Себестоимость будет ниже, но не сильно: хотя количественно людей меньше, возрастает потребность в более высокооплачиваемых сотрудниках. У нас теперь огромная потребность в ИТ-инженерах, потому что реально ИТ начинают управлять заводом больше, чем производственники. Но в целом, конечно, людей в разы меньше. Если до введения «Каширы-1» мы производили половину объема выпуска этого завода и у нас были задействованы от восьмисот до тысячи человек, то новый завод может производить в два раза больше и там будут задействованы человек сто пятьдесят.

На самом деле мы начали не с самого простого, потому что цикл производства сырокопченых колбас длинный, и вообще по технологии изготовления это очень сложный продукт. Конечно, будет снижение себестоимости, но это не основное, о чем я хотел бы сказать. Основное — это гарантия качества продукции, стабильность этого качества и безопасность продукта, так как исключен человеческий фактор.

— Спрос на колбасу стагнирует уже несколько лет. Вы не боитесь, что не удастся окупить проект?
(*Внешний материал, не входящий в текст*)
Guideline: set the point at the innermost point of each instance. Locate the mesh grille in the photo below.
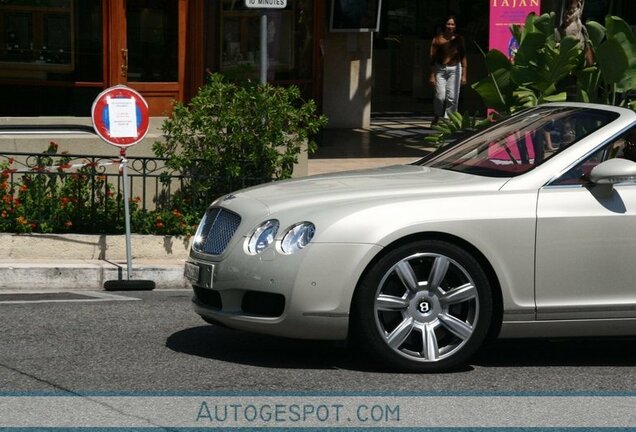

Если смотреть на средние цифры, то вы абсолютно правы: колбасное потребление не растет, иногда падает. Но надо отметить, что потребление колбасных изделий у нас в стране исторически на очень высоком уровне. Потребление стагнирует потому, что в последние пять-десять лет мясо во всех видах стало более доступным, чем раньше: это и свинина, и курятина, и индейка. На магазинных полках колбаса борется за внимание потребителя с различными видами охлажденного мяса, полуфабрикатами, которых раньше не было. Но если смотреть глубже, то мы для себя здесь не видим опасности. Рынок фрагментирован, в сырокопченых колбасах наблюдается устойчивый рост потребления в последние три-пять лет, потому что они перестают быть для потребителя деликатесным продуктом, а становятся продуктом практически ежедневного спроса. При этом, если вареные колбасы за последние годы подорожали на полке в несколько раз, то сырокопченые не так выросли в цене и имеют сегодня оптимальное соотношение цены и качества. По сырокопченым колбасам у нашей компании лидирующая доля на рынке, нам продукции хронически не хватало, поэтому мы и решили реализовать проект «Кашира-1».

Фото Олег Сердечников

Все решает доступ к сое

— В последние полгода наблюдается рост цен на мясо. Это конъюнктурный отскок? Или есть еще причины?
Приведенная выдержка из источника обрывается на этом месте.